July 6: Answers we don’t want are still answers

 This evening has been difficult for me. The whole day has been incredibly hot! Over 100 today, and with no AC in the house, we have had to be proactive in staying cool. And we have worked hard at it. And mostly it’s been pretty okay. I’m grateful for our fans and our amazing boys who are so slow to complain and so quick to help. They astound and delight me every day! They make my heart so happy!!!

But when you’ve been kinda hot all day and then you get into a 100+ degree black van to drive to the dermatologist for the second time today. And he takes two seconds to look at your boys’ sweet faces and say “yep! Doing good. Get them some more accutane. The fuse gets a little short or something. And then you eat a huge piece of bread dripping with Nutella. And you get a text from Dolly asking you to do something  with the YW and all that frustration from before when we were in YW together comes right back to the surface. And you feel bad you didn’t think of that sooner. And the youth conference that is next week is so under-prepared!! And then the bishop tells you all the stuff that happened after you left girls’ camp. And it’s not great. It’s really hard stuff. And the stake YW leader wants to talk to you. And Annie keeps saying she’s lesbian. And what do you say to that in a YW activity while you are tying blankets. And the bishop asked me on Sunday if I was burning out or feeling overwhelmed. And I wasn’t, but now I am. 


So I prayed. And I know what I need to do. And what I want to do is tell the bishop I’m just done and the girls need someone else to help them through this next bit. But what I need to do is go to the temple. And I need to read the handbook. And I need to be there so my boys know I care and love them. 

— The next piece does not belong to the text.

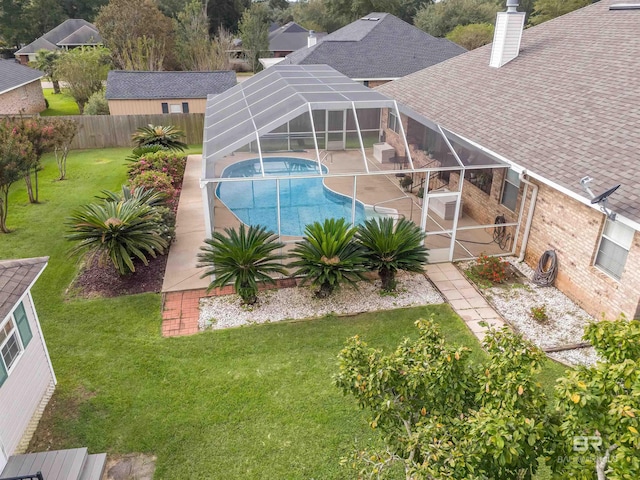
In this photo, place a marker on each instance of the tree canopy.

So that’s what I’ll do. But I’m going to keep trying to find a good house with AC. And I’m going to figure out what it would cost to put in AC in this house! And I’m gonna done a new vehicle we can drive to Cedar City in a month. And I’m gonna keep being the best mom and wife and sister and friend and daughter and YW leader and neighbor I know how to be. And when I fail, I’ll get up and try again.